Where are your signs?
In the months since I declared my candidacy for Kenmore City Council, I’ve met with a number Councilmembers (both from Kenmore and elsewhere) to talk about the “best practices” of political campaigns. The advice has been that I should be printing “lit” (literature) to both mail and hand-deliver to members of the community, and maybe putting up some yard signs to help with name recognition. I was told that a campaign with a primary, such as mine, should clock in at $8-12k.
Let’s back up a minute. I grew up in a household that washed plastic bags for reuse, mended everything to extend the life as long as possible, and shopped secondhand religiously. One of the hardest things I’ve done is clean out my in-laws’ house, since every tiny thing that was remotely still functional was something that I felt ethically bound to find a home for and save from the landfill. It was, honestly, exhausting. As cute as my logo would look on a yard sign, the idea of having unrecyclable plastic signs manufactured for a small bonus of name recognition, and then landfilling them after the election, was unworkable for me. I think about my decisions not in terms of the short-term benefit but in terms of the long-term consequences, and where there are times that it is very hard to avoid plastic waste, this isn’t one of them.
The idea that I should print “lit” and mail was equally as complicated. In addition to a steadfast '“waste not want not” attitude, my mother made her career in advertising as a graphic designer. As a child people would ask what my parents did for a living. My dad is a teacher, I’d say, and my mom “makes junk mail.” She was never happy with this answer, but in my young mind it was the truth - she made things to send to people’s homes that they didn’t want and would immediately end up in the trash or recycle. She, I was certain, made junk mail. Preparing to launch a campaign, I was told that I needed to send junk mail to members of my community, too. In the non-digital world that I grew up in print mailers were the resource that we had. In a digital world, though, we have the ability to reach voters in ways that are less wasteful and more impactful.
I decided to run for City Council after witnessing a consistent disconnect between the virtues that our elected leaders extol and their actions. They say that they value housing affordability and vote for policies to make it more expensive. They say that they value diversity and racial justice and perpetuate exclusionary practices. They say that they value the environment and litter our city with plastic waste for the sake of “name recognition”. When is enough actually enough?

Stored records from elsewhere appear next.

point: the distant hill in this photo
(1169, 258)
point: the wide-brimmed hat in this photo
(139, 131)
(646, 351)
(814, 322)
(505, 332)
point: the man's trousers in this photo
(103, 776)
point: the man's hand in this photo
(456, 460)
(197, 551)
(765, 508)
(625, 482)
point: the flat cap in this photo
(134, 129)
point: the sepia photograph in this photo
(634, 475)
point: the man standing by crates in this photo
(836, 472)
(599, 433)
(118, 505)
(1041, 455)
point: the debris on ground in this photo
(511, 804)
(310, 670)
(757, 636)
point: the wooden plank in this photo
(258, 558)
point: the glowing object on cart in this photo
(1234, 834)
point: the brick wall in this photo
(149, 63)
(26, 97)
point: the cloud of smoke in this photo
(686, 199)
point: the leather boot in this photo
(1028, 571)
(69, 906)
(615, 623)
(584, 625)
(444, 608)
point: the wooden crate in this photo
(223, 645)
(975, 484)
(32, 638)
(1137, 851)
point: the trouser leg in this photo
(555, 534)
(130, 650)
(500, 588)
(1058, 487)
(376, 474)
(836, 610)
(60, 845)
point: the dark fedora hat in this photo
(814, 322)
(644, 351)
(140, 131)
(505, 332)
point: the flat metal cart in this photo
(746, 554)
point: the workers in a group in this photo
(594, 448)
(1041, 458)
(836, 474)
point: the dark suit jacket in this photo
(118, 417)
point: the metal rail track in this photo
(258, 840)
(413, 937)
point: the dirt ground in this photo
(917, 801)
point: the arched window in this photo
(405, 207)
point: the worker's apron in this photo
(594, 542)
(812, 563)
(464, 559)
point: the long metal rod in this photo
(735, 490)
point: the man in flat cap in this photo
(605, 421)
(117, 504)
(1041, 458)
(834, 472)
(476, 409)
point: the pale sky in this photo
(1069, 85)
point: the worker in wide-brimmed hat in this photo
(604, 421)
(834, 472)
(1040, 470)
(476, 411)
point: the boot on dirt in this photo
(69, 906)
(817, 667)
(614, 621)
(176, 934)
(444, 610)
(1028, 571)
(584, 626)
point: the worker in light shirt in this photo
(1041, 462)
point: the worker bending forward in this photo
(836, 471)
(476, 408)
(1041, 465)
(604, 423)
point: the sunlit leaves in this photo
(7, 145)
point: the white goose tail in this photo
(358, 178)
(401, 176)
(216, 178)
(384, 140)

My opponents both have signs around town. I do not, and I will not. I know how things have been done in the past and what conventional campaign wisdom says. But I also know that we live in a world that is increasingly digital with a rapidly changing climate. Mailers are not as efficient as they were 20 years ago (when you see up to 10,000 ads per day, you don’t have time for one more, even if it’s mailed), and we cannot afford additional plastic production and waste. I’m running for office because I believe that we need to change our actions and our thinking, not because I believe we need to preserve the status quo. Other countries have started to question the amount of waste elections generate - we should be doing the same.